This sector has a dark history of abuse and the best professionals work with an awareness of this and a desire to avoid repeating those mistakes. Which means putting the clients’s experiences at the heart of everything, because when things are forced on people without their wishes being considered, that’s when it becomes abusive. You cannot work effectively with a person if you let your view of their situation override their own. My qualifications do not take precedence over first-hand experience.
Like a lot of allistic professionals, I was taught that “person with autism” is a preferable label to “autistic person.” To some extent, I can see there was good intent behind this.
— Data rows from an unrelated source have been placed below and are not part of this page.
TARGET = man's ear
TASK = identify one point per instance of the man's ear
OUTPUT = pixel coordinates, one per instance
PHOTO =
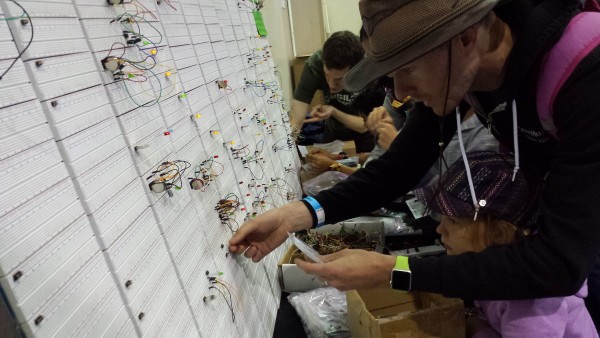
(468, 37)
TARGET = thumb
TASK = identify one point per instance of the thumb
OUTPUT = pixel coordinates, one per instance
(238, 241)
(310, 268)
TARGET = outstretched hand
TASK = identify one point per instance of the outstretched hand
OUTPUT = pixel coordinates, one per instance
(352, 269)
(320, 113)
(258, 237)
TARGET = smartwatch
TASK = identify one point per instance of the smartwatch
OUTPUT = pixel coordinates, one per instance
(401, 278)
(335, 167)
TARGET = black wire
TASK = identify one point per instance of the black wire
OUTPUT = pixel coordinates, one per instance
(441, 159)
(28, 44)
(229, 305)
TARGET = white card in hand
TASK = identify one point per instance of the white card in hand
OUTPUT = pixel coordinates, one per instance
(306, 250)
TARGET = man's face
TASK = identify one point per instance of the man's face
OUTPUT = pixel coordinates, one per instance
(334, 78)
(425, 79)
(457, 234)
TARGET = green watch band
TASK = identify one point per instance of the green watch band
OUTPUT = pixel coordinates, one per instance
(402, 263)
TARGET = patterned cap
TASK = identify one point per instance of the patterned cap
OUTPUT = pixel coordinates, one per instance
(514, 201)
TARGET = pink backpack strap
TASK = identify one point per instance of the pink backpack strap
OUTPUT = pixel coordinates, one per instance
(580, 37)
(591, 5)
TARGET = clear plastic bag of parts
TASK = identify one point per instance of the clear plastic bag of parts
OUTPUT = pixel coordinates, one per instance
(323, 312)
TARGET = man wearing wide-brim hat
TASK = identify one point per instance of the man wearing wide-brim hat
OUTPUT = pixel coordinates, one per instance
(450, 55)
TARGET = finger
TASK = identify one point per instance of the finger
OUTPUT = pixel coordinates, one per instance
(238, 241)
(310, 268)
(259, 255)
(250, 252)
(238, 249)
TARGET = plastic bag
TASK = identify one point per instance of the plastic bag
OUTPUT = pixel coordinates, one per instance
(323, 312)
(331, 147)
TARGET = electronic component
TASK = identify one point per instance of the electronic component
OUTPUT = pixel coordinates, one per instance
(112, 63)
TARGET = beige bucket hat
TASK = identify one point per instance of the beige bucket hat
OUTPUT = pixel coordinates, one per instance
(402, 30)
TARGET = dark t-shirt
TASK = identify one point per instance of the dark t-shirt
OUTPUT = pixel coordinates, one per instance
(353, 103)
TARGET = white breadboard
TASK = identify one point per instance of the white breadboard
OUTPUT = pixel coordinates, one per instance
(86, 249)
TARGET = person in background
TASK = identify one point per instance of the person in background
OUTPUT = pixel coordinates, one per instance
(450, 56)
(509, 216)
(324, 71)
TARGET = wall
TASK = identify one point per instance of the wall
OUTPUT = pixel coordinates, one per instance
(341, 15)
(86, 248)
(277, 20)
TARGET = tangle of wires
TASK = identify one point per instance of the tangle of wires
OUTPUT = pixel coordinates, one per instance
(284, 143)
(226, 209)
(252, 4)
(138, 71)
(259, 88)
(283, 189)
(225, 290)
(166, 176)
(255, 161)
(25, 19)
(328, 243)
(204, 173)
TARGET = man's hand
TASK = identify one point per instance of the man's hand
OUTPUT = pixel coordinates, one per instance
(258, 237)
(324, 153)
(352, 269)
(376, 115)
(319, 161)
(320, 113)
(386, 133)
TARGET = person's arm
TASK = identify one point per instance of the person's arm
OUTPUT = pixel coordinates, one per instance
(297, 115)
(353, 122)
(323, 112)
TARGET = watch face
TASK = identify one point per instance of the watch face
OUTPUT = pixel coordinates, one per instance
(401, 280)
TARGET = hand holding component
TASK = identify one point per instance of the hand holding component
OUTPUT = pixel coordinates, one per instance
(263, 234)
(352, 269)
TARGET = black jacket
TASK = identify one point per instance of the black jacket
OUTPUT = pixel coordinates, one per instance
(557, 260)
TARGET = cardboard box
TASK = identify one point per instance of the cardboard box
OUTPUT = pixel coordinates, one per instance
(293, 279)
(386, 313)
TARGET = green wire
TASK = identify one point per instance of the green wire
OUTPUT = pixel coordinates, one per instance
(14, 17)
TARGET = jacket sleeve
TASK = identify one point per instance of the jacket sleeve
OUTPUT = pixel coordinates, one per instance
(411, 154)
(556, 261)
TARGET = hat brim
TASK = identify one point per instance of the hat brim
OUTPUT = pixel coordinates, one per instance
(371, 69)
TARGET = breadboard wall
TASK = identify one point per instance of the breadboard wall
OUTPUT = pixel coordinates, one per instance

However, out of the classroom, most autistic people I’ve encountered disagree. So I have to defer to them, and if it’s uncomfortable to apply the same rule to everyone on the spectrum, I can simply ask people what they prefer. For me to presume that my classroom learning has more validity than the experiences of autistic people would be dangerously arrogant.
I’m not claiming to be the perfect professional or anything, but I am highly shocked when I see professionals on tumblr claiming that their professional knowledge is more legit than knowledge than comes from first-hand experiences. First of all, it’s highly unprofessional for you to be arguing about this in ALL CAPS WRITING on a social network. Secondly, all professionals have to be open to challenge. If an autistic person challenges you on your person-first language, hostility is a completely inappropriate reaction. As a professional, you have obligations that continue after you finish work for the evening. Respecting other people is the most basic one.